Fastq pre-processing

Reads containing ambiguous bases (usually marked as Ns) or with stretches of poor sequence quality (any 16-nt window with an average quality score <10) are removed. If either of the reads in a read pair fails the quality check, the pair is discarded. Each surviving read pair is then concatenated into a single string. This set of concatenated read pairs is split into four (or more) subsets and each subset is indexed using the Geoseq suffix array indexer. The splitting allows parallelizing the process and reduces the size of the indices so they can fit into RAM on a single processing node. We do not consider the quality scores beyond this step.

Sequence retrieval and map filtering

For each of the reference exonic region, matching reads are retrieved using Geoseq with 25-nt tiles (Table 1).

Matching reads are validated by identifying the approximate locus for each read pair and keeping only those read pairs that originate within a window (determined by the insert size) of the ends of the target exon. The approximate location is determined as follows (Figure 2):

Up to four non-overlapping tiles (subsequences) with the same length as the Geoseq word size are chosen from each read in a pair. Tiles are discarded if they contain stretches of mononucleotide or dinucleotide repeats. The suffix-array index of the reference genome is used to retrieve all mapped positions for each tile.
Tiles with greater than five potential mappings to the genome are discarded. If no tiles remain, then the read pair is discarded. For the remaining tiles, a 500-nt window around each of the mapping positions is marked as the potential origin of the read pair.
A match number is assigned to each window. The match number is the number of tiles that map to the window. The window with the maximum match number is deemed to be the origin of read pair. If multiple windows share the same maximum match number, then the read pair is discarded.
If the selected window does not contain an end of the targeted exon, the read pair is discarded.

The surviving read pairs are split into their constituent reads and placed consecutively in a fasta file.

Alignment of reads to genomic fragments

The fasta file of selected reads is aligned against the exonic sequence, using the legacy engine (the option -V T) of BLAST, to create an accurate alignment (Figure 4). The alignments (Figure 5a) are processed to build a pile-up file (Figure 5b) that annotates each base in an exon with features such as number of reads aligned on the positive and negative strands and mismatches with strand information.
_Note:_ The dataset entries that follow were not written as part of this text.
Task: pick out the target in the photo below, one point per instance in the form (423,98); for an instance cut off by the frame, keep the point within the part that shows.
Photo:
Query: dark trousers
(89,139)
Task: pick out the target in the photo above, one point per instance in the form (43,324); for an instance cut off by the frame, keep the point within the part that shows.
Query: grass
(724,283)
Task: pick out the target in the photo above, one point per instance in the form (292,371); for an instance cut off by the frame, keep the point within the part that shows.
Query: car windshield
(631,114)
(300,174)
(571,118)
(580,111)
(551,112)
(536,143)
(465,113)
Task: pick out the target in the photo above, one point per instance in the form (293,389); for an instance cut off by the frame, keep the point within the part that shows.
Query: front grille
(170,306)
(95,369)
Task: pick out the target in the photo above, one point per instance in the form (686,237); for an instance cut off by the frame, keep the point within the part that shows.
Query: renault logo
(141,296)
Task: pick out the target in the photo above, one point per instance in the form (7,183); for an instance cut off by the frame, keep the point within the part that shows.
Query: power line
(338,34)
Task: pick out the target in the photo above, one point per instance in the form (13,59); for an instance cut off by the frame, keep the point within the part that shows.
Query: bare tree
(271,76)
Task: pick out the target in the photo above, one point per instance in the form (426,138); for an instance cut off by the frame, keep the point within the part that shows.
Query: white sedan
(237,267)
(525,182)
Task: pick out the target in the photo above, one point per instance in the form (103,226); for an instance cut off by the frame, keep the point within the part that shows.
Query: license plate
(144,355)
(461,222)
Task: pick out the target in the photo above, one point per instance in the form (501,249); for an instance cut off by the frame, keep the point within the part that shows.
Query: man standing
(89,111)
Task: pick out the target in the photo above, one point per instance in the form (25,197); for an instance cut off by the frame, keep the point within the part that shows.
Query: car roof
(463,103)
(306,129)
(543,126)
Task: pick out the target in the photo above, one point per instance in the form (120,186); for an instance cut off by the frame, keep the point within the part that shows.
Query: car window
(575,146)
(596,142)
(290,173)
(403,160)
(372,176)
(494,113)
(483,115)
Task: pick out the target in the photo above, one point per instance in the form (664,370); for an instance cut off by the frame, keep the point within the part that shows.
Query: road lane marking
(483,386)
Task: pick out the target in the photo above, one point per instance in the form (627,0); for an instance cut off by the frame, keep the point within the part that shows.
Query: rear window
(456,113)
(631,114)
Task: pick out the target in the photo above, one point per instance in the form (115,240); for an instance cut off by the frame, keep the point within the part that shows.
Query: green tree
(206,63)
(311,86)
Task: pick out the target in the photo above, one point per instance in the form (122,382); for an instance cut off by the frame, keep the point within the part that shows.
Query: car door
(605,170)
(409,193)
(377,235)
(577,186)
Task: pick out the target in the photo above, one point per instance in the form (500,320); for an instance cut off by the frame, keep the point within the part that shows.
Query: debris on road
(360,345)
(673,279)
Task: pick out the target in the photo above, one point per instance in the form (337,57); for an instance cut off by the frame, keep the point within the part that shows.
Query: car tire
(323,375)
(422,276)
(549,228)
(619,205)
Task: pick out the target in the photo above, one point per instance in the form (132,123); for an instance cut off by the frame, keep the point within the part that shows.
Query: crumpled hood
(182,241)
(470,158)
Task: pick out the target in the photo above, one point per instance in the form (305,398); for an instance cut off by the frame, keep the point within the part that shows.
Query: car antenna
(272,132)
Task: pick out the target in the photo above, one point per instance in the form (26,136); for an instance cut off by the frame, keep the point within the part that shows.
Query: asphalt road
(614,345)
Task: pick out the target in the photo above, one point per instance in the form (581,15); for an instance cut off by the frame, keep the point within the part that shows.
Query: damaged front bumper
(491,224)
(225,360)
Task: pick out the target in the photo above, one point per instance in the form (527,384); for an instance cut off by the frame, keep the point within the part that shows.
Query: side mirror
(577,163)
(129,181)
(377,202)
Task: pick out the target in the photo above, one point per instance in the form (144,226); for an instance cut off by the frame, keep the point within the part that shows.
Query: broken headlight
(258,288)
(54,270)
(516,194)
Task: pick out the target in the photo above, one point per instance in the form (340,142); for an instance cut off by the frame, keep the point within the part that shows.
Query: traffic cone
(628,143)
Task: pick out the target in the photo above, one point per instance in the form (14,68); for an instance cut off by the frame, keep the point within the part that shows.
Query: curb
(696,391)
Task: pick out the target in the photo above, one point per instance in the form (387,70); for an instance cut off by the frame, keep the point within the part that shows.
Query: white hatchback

Figure 4. — Clonal reads arise from multiple sequencing of the same clone due to biased PCR amplification of the samples. Clonal reads are identified more reliably with paired-end sequencing. The orange box shows a set of clonal reads that map to the same stretch of the genome with a few mismatches within the reads. Even with poor sequencing quality, by requiring that at least three out of four ends of the pairs coincide, clonal reads are reliably identified. The violet box shows clonal reads with one varying end due to poor sequence quality. The corrected coverage of the variant shown in the figure (in red) is 8 (A-2/G-6), while the original coverage is 241 (A-201/G-40). Clonality causes a spurious increase in coverage, creating erroneous variant calls, and an overestimation of the quality of capture and sequencing.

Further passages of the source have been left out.